A member of the Standing Committee of the PRC’s National People’s Congress has called for members of China’s ethnic minorities to be educated in not only Mandarin but also in their native languages.
“Minority children today are reluctant to learn their own ethnic languages, and if the trend continues, these languages will disappear,” said Zhang Meilan, a member of the Hani minority group. Zhang made her comments on Sunday in an address to fellow lawmakers on the draft amendment to the Compulsory Education Law, which is in its final hearing.
Zhang also made the suggestion before the amendment was submitted to the legislature, but her proposal was omitted from the draft.
On Sunday, Zhang urged the legislature again to include an article in the amendment to make bilingual education compulsory for minority children in the nine-year free education from elementary school to junior high.
The legislature is expected to vote on the draft amendment on Thursday….
Zhang said that if her suggestion was accepted, the Ministry of Education and the Ethnic Affairs Committee should invest in bilingual education, providing a fund for minority language preservation.
Unfortunately, this will probably not be accepted.

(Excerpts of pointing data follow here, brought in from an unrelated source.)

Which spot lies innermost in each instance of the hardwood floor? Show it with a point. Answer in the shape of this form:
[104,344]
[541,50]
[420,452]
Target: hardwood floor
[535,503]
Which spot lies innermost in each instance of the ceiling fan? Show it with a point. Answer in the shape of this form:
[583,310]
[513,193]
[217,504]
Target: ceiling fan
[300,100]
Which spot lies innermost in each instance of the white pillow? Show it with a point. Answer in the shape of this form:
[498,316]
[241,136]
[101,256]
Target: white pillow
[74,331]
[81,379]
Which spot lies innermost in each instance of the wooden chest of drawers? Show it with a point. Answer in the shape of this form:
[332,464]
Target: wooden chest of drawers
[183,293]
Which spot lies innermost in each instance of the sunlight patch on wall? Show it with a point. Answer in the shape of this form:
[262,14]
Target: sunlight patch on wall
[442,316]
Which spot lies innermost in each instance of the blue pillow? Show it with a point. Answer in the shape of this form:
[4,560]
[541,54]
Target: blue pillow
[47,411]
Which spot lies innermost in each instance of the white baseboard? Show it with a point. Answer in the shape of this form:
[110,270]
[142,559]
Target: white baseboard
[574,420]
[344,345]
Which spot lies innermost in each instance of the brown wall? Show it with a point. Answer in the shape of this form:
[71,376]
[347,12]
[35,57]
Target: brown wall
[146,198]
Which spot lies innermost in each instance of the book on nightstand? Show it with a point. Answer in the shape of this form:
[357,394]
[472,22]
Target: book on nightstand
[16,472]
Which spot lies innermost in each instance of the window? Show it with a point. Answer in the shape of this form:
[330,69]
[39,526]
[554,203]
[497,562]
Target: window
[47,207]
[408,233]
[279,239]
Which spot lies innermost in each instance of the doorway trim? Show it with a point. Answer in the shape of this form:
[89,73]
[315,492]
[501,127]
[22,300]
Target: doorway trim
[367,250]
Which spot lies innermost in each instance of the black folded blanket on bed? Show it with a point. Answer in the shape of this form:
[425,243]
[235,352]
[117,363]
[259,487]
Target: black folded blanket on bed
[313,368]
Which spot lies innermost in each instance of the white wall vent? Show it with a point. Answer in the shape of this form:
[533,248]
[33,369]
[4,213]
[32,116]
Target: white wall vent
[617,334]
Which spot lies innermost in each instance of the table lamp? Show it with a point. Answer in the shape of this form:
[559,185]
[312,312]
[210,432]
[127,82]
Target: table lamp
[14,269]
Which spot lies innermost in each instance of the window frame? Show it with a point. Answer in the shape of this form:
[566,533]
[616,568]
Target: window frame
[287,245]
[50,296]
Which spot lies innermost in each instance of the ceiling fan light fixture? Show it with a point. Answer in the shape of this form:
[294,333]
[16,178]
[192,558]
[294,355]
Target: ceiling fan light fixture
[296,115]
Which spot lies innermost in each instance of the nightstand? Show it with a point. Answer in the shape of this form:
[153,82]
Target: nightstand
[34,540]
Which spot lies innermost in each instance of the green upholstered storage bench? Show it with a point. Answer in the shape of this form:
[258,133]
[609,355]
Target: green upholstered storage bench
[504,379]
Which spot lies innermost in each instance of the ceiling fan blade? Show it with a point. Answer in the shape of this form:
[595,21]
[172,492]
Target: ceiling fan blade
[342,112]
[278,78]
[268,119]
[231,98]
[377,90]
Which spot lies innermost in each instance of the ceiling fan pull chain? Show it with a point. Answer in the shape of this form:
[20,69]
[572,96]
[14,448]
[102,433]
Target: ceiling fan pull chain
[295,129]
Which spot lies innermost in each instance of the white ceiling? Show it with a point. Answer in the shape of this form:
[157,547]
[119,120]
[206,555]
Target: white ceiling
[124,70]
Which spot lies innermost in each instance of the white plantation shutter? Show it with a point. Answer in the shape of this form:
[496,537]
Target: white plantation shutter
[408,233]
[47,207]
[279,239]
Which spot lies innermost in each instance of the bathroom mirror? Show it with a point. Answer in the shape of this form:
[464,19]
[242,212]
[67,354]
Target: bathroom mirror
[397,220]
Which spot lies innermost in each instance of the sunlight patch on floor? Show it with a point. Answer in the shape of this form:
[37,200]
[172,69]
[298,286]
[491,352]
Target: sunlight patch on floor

And even if it does pass, it will probably never receive much more than lip service.
source: Chinese lawmaker calls for compulsory minority language education, Xinhua, June 26, 2006
Not to mention top-down/paternalistic processes are inherently limited in their capacity to forestall let along reverse language shift on the ground. There must also be grassroots democracy, the sort that would allow civil society to take matters into their own hand and engage the state institutions.